In allen diesen Beispielen handeln die Ärzte nach dem mutmaßlichen Willen des Patienten, beim Suizidversuch sogar eindeutig gegen den (augenblicklichen) Willen des Patienten.
Beispiele von juristischen Zustimmungen
Das Recht kennt dazu die Geschäftsführung ohne Auftrag (Negotiorum gestio). Es ist juristisch in den §§ 677–687 des Bürgerlichen Gesetzbuchs (BGB) geregelt.
Auch sonst regelt der Staat, was der einzelne Bürger nicht regelt:
- Wer kein Testament verfasst, der stimmt im Grunde der gesetzlichen Erbfolge zu.
- Eine Mitteilung des Amtsgerichts über eine Erbschaft an den/die Erben gilt als angenommen, wenn nicht innerhalb von 6 Wochen widersprochen wird.
- Wer keine Patientenverfügung verfasst hat, stimmt zu, dass im Bedarfsfall ein Amtsrichter einen Bevollmächtigten einsetzt.[Anm. 2]
- Wenn Eltern für Ihren vorübergehenden (z.B. komatös auf der Intensivstation) oder dauerhaften (z.B. Tod) Ausfall für ihre Kinder rechtlich nicht vorgesorgt haben, stimmen sie zu, dass sich dann das Jugendamt um ihre unmündigen Kinder kümmert.[Anm. 3]
Daneben gibt es noch Beispiele der Geschäftsführung ohne Auftrag, u.a. diese:
- Wenn jemand einen Suizidversuch unternommen hat, versuchen die Ärzte zunächst sein Leben zu retten und seine Gesundheit wieder herzustellen. Dieses Handeln die Ärzte wird juristisch als Geschäftsführung ohne Auftrag verstanden.
- Wenn ein Betreiber einer Internetseite in Deutschland kein "Impressum" und damit keine Möglichkeit der Kontaktaufnahme anbietet, kann von Juristen mit einem zahlungspflichtigen Hinweis darauf hingewiesen werden. Auch dies läuft juristisch unter der Bezeichnung Geschäftsführung ohne Auftrag.
Die Kritiker, die das bestreiten, führen dann immer § 416 Absatz 1 BGB – Umschreibung beim Grunderwerb – oder § 362 HGB, wo geregelt ist, dass Verträge auch durch Schweigen zustande kommen, oder das Testament an.
Daher widersprechen diese Worte als Argument gegen die WSR dem deutschen Rechtssystem in diesen Punkten.
Fazit
Bei allen diesen Punkten muss man sagen: "Nichts sagen ist Zustimmung" bzw. "Schweigen ist Zustimmung". |
Der Hirntod kündigt sich nicht an.
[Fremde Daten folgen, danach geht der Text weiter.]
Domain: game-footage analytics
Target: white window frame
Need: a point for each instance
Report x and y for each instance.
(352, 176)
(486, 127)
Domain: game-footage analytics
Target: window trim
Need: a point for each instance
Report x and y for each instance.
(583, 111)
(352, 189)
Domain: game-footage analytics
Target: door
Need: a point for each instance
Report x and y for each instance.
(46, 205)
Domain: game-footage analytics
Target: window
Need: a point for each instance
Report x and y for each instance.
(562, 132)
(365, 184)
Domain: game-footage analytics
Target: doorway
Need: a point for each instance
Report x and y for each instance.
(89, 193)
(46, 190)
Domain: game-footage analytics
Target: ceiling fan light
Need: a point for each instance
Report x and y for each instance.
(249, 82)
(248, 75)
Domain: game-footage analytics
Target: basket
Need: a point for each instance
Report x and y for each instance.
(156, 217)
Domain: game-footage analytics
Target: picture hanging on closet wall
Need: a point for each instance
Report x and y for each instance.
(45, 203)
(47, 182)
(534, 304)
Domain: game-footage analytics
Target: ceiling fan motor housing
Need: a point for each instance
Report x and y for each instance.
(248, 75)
Er trifft Alte, Junge und auch Kinder. Dann gibt es kein "Ich kann/will mich nicht entscheiden". Dann gibt es nur noch ein "Ja" oder "Nein". |
Wer sich (jetzt noch) nicht entscheiden kann oder nicht entscheiden will, kann der Organentnahme widersprechen, denn im Falle seines Hirntodes hat er der Organentnahme nicht zugestimmt. Wenn er seine Meinung ändert, kann er seinen Widerspruch zurück nehmen. Es liegt damit eine klare, von ihm getroffene Entscheidung vor. |
Siehe auch: Entscheidungsunfähig
Anhang
Anmerkungen
- ↑ In den Umfragen werden 30 bis 40% schriftliche Entscheidungen angegeben. Dieser Anteil widerspricht den Zahlen der DSO nach der Feststellung des Hirntodes. Es muss daher davon ausgegangen werden, dass einige Befragte unwahre Antworten gegeben haben.
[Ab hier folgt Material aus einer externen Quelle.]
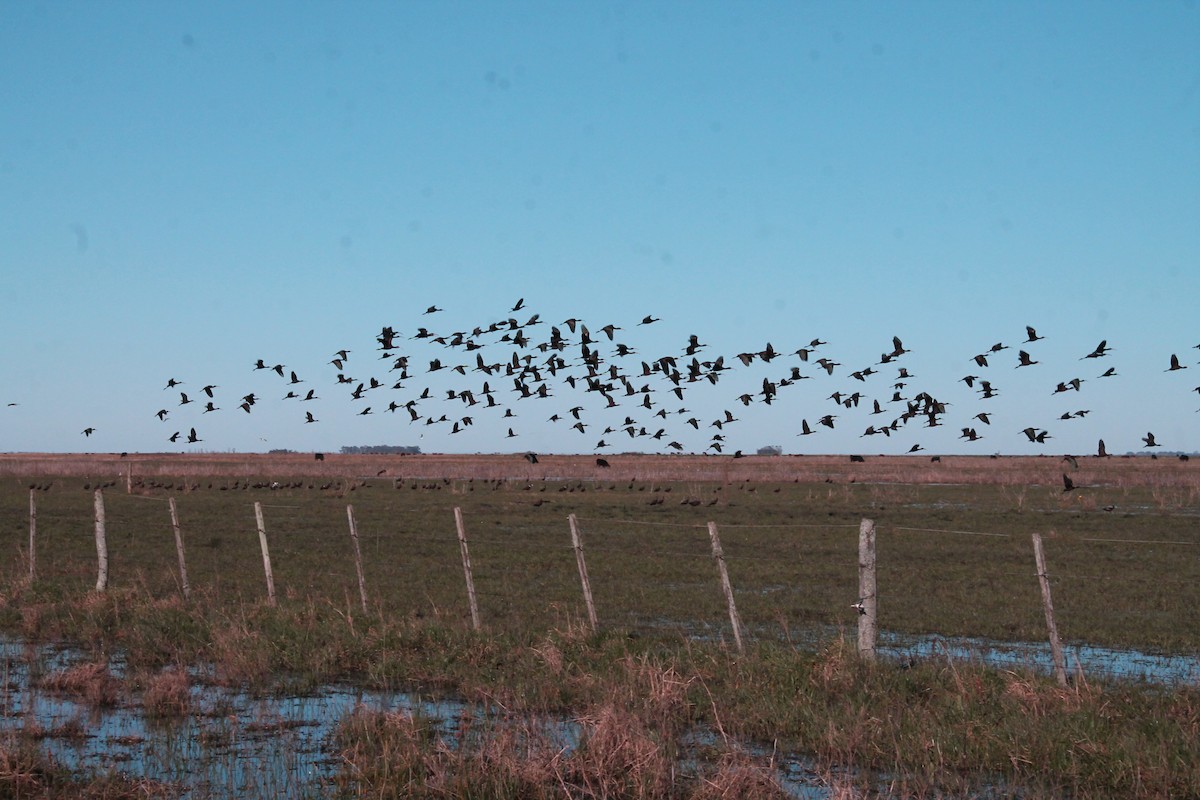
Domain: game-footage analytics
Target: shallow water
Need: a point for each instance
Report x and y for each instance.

- ↑ Der Patient wird u.U. gegen seinen eigenen Willen weiterbehandelt und liegt dann Monate oder gar Jahre ohne Bewusstsein in einem Pflegeheim.
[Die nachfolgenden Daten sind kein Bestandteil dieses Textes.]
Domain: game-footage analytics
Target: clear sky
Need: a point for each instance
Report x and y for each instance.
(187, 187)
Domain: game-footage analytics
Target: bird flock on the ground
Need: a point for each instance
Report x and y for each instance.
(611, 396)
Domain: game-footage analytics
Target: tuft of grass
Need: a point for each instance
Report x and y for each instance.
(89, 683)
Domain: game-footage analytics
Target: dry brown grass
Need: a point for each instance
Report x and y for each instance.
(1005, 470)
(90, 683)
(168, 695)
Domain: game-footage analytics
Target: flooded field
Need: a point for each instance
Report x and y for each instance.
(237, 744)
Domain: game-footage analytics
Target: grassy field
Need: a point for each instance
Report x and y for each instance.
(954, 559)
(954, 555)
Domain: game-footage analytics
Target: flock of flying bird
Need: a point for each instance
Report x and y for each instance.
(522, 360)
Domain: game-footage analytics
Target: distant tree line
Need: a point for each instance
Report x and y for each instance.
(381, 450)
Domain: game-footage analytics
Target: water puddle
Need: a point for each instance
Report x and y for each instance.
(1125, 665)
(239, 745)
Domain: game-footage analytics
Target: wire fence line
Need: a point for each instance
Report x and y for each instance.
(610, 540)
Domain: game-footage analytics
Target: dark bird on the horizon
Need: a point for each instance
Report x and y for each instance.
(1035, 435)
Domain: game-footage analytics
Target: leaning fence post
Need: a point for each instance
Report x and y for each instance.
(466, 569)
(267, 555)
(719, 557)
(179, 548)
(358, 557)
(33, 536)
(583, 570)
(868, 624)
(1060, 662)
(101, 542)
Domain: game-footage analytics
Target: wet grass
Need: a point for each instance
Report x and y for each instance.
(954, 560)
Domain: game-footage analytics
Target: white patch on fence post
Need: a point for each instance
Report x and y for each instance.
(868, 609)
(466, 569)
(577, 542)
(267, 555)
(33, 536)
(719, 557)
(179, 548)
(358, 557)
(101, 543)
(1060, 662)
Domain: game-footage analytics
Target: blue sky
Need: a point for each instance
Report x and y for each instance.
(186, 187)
- ↑ Die meisten Eltern würden ihr Leben für das Leben ihres Kindes geben, würden für ihre Kinder sterben - wenn es ginge. Die wenigsten Eltern haben für den Fall, dass sie vorübergehend (z.B. Koma) oder dauerhaft (z.B. eigenen Tod) ihre elterlichen Pflichten nicht erfüllen können, eine Vorsorgevollmacht für ihre minderjährigen Kinder erstellt. Damit haben über 90% der Eltern indirekt zugestimmt, dass das Jugendamt (der Staat) für die minderjährigen Kinder sorgt. Dagegen gibt es keinen Aufschrei.